Ölheizung austauschen – warum jetzt handeln?
Eine Ölheizung zu betreiben wird zunehmend teurer und unattraktiver. Steigende Ölpreise, die CO₂-Abgabe und verschärfte Umweltauflagen machen den Umstieg auf moderne Heizsysteme immer dringlicher. Für Hausbesitzer in Ludwigsburg und Umgebung ist 2026 ein besonders guter Zeitpunkt.
Die Kombination aus hohen Fördermitteln (bis zu 70 % BAFA-Zuschuss) und langfristigen Einsparungen bei den Betriebskosten macht den Ölheizungstausch wirtschaftlich attraktiv.
Wann ist der Austausch Pflicht?
Das GEG schreibt vor:
- Ölheizungen älter als 30 Jahre mit Konstanttemperaturkessel müssen ausgetauscht werden
- Niedertemperatur- und Brennwertkessel sind von der Pflicht ausgenommen
- Seit 2024 müssen neu eingebaute Heizungen 65 % erneuerbare Energien nutzen
- Ein reiner Öl-Brennwertkessel darf nicht mehr neu installiert werden
Auch wenn Ihre Ölheizung noch nicht unter die Austauschpflicht fällt: Die Förderbedingungen waren nie besser als jetzt. Bei Austausch einer funktionstüchtigen Ölheizung erhalten Sie den Klimageschwindigkeitsbonus von 20 % zusätzlich zur Grundförderung.
Die besten Alternativen zur Ölheizung
Für den Ersatz einer Ölheizung kommen im Wesentlichen dieselben Systeme wie beim Gasheizungstausch infrage:
- Luft-Wasser-Wärmepumpe: Meist die beste Wahl.
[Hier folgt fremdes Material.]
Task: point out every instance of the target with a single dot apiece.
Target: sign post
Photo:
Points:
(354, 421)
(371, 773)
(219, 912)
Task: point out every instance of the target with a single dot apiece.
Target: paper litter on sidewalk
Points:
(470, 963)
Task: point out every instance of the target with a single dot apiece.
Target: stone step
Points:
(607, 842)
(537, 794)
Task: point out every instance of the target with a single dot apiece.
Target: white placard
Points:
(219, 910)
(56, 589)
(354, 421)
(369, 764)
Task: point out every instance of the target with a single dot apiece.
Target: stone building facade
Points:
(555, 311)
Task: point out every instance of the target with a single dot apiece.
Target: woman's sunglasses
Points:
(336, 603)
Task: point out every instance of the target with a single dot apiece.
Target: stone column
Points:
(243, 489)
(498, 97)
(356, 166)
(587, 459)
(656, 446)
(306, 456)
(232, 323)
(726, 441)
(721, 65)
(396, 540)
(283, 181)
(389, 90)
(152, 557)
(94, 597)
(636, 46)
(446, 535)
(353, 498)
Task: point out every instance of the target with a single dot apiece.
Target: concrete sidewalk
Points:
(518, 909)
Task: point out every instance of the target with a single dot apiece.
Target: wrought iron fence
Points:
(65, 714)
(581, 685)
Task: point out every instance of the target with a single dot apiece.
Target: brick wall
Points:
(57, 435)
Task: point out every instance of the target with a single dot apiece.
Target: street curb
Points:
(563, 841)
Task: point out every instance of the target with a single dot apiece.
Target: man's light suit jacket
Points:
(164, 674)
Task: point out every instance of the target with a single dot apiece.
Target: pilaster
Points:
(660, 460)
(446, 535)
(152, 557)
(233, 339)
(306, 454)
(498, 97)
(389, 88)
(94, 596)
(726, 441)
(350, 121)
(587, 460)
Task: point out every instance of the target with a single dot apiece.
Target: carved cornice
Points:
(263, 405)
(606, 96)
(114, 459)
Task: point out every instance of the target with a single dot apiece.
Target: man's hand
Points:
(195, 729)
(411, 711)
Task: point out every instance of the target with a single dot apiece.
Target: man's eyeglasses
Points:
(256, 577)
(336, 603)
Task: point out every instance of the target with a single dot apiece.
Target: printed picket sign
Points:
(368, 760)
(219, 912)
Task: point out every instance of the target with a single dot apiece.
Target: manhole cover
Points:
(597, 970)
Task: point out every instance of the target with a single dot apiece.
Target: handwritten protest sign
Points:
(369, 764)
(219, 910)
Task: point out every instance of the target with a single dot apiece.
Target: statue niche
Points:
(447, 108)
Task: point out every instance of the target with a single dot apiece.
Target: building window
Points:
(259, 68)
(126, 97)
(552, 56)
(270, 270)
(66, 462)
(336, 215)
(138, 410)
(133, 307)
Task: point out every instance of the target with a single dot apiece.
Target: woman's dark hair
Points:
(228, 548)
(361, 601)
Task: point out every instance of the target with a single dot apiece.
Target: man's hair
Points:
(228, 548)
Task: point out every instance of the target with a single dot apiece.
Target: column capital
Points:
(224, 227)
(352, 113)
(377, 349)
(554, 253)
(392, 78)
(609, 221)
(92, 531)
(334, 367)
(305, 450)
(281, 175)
Der frei werdende Platz des Öltanks kann anderweitig genutzt werden.
- Sole-Wasser-Wärmepumpe: Höchste Effizienz, wenn Erdbohrungen möglich sind.
- Pelletheizung: Nutzt den vorhandenen Lagerraum des Öltanks für Pellets.
- Hybridheizung: Wärmepumpe + Gas-Brennwert als Übergangslösung.
Ein besonderer Vorteil beim Ölheizungstausch: Der Platz des alten Öltanks (oft 2.000–5.000 Liter) wird frei und kann als Lagerraum oder für einen Pufferspeicher genutzt werden.
Kosten für den Ölheizungstausch
Die Gesamtkosten für den Austausch einer Ölheizung liegen typischerweise höher als beim Gasheizungstausch, da zusätzlich der Öltank entsorgt werden muss:
- Demontage Ölheizung + Tankentsorgung: 2.000–5.000 €
- Neue Wärmepumpe inkl. Installation: 25.000–35.000 €
- Eventuelle Anpassungen (Heizkörper, Elektrik): 2.000–5.000 €
Gesamtkosten: ca. 29.000–45.000 € brutto
Nach Förderung (bis 70 %): ab ca. 8.700 € netto
Öltank-Entsorgung: Was Sie beachten müssen
Die fachgerechte Entsorgung des Öltanks ist ein wichtiger Bestandteil des Heizungstausches:
- Restöl muss professionell abgepumpt werden
- Der Tank muss gereinigt und stillgelegt werden
- Unterirdische Tanks müssen in der Regel ausgegraben werden
- Die Entsorgung muss an die zuständige Behörde gemeldet werden
Als Meisterbetrieb koordinieren wir die Tankentsorgung für Sie und kümmern uns um alle behördlichen Meldungen.
Häufige Fragen
Ist eine Ölheizung ab 2026 verboten?
Nein, bestehende Ölheizungen dürfen weiter betrieben werden. Jedoch dürfen seit 2024 keine reinen Öl-Heizungsanlagen mehr neu eingebaut werden. Konstanttemperaturkessel älter als 30 Jahre müssen ausgetauscht werden.
Was kostet die Entsorgung eines Öltanks?
Die Entsorgung eines Öltanks kostet je nach Größe und Art (oberirdisch/unterirdisch) zwischen 1.500 und 5.000 €. Bei oberirdischen Tanks im Keller ist es günstiger als bei erdvergrabenen Tanks.
Bekomme ich Förderung für den Ölheizungstausch?
Ja! Beim Austausch einer funktionsfähigen Ölheizung gegen eine Wärmepumpe erhalten Sie die Grundförderung (30 %) plus Klimageschwindigkeitsbonus (20 %) – also mindestens 50 %. Mit Einkommensbonus sogar bis 70 %.